| Conventional real estate marketing and sales techniques have been used successfully for years. Time-tested and proven effective. But with that comes a few drawbacks in the process. Whether a property owner calls on the services of a real estate agent or decides to market it themselves, the process remains the same. The property is offered to the public for sale and the waiting game begins...
Waiting for that one ready, willing and able buyer to come along may mean months, even years. Especially today. In a market with low demand working against high supply, even fairly priced properties can get lost in the shuffle.
Today's seller will probably experience few showings and even fewer offers. Those fortunate enough to receive an acceptable offer may be inundated by multiple buyer contingencies, seemingly endless demands and/or concessions and then find themselves in an escrow that may never close.

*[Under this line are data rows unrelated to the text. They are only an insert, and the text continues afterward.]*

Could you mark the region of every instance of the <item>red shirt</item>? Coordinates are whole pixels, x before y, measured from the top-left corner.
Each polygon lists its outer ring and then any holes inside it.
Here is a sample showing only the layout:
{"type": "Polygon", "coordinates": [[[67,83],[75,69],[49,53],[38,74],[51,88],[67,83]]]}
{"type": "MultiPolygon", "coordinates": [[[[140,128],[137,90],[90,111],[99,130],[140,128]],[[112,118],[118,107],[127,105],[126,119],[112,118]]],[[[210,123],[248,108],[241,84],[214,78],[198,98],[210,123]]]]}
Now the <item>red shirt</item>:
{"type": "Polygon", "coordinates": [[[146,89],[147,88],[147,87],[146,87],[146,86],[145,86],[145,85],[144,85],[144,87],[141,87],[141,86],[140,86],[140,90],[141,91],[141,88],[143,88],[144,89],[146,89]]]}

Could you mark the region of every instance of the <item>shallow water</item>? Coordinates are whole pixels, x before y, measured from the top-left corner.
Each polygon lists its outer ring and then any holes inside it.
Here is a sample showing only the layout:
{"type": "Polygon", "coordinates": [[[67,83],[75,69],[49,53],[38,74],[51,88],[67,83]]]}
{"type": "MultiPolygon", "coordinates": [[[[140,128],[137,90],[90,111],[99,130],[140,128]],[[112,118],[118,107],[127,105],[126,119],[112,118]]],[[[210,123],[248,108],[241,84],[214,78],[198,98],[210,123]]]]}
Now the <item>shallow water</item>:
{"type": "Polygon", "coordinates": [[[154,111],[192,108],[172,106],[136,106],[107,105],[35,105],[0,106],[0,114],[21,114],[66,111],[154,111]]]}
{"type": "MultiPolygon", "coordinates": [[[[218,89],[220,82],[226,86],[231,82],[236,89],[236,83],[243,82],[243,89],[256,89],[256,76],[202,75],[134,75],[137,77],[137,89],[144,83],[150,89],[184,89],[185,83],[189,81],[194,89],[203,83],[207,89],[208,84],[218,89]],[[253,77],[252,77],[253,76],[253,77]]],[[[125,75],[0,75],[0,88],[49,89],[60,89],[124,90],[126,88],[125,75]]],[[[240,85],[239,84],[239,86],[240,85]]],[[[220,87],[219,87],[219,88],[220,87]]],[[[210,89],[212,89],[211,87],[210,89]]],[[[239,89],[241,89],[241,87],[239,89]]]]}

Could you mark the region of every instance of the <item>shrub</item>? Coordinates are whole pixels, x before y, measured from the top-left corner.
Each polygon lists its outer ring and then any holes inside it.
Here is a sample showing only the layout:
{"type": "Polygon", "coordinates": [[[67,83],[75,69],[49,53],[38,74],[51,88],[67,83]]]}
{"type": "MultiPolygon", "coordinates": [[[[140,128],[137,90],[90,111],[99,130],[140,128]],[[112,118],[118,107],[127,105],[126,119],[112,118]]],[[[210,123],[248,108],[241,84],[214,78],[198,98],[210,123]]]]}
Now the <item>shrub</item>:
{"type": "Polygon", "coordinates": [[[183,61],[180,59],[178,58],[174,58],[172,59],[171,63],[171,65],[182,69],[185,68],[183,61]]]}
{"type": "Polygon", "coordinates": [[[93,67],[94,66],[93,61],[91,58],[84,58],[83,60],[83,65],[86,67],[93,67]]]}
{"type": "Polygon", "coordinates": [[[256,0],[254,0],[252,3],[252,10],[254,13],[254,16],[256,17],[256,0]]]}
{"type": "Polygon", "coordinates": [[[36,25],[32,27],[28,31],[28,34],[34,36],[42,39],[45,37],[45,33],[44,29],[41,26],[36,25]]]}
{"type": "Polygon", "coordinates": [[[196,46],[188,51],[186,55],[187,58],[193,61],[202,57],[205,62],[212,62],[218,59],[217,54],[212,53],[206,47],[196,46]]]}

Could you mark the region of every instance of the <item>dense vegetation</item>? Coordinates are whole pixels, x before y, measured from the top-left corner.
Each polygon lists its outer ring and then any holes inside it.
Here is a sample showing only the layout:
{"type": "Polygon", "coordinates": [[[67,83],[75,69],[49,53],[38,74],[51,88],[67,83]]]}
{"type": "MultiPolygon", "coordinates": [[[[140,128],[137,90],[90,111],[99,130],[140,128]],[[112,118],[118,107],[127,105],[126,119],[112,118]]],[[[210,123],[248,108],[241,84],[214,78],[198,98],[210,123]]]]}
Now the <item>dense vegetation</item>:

A common occurrence in today's market: Seller and agent review the market analysis for the property, they both recognize where the property will most likely sell at, and then they list at a higher price. Why? First, human nature dictates that their property is special and worth more than the comparables. Secondly, sellers realize that they need "room for negotiations" and build that into the asking price. Six months and three price reductions later, the property is still available for sale.
During those six months, buyers compared their property against others in the same price range. While this seller was chasing the market with renewed hopes and price reductions, those buyers were closing escrow with sellers who understood that time is money and recognized fair market value as a reasonable expectation.
Most realize that a decrease in value will decrease net proceeds. But the hidden costs of NOT selling, over time, can be just as significant. You cannot control the market but you can this. Assume you've owned your home for a couple of years, have a $200,000 mortgage and have it listed for $300,000. A buyer offers $275,000 which you decline. Six frustrating months later the same buyer offers $275,000 and you accept. Aside from the obvious six months, what did you really lose?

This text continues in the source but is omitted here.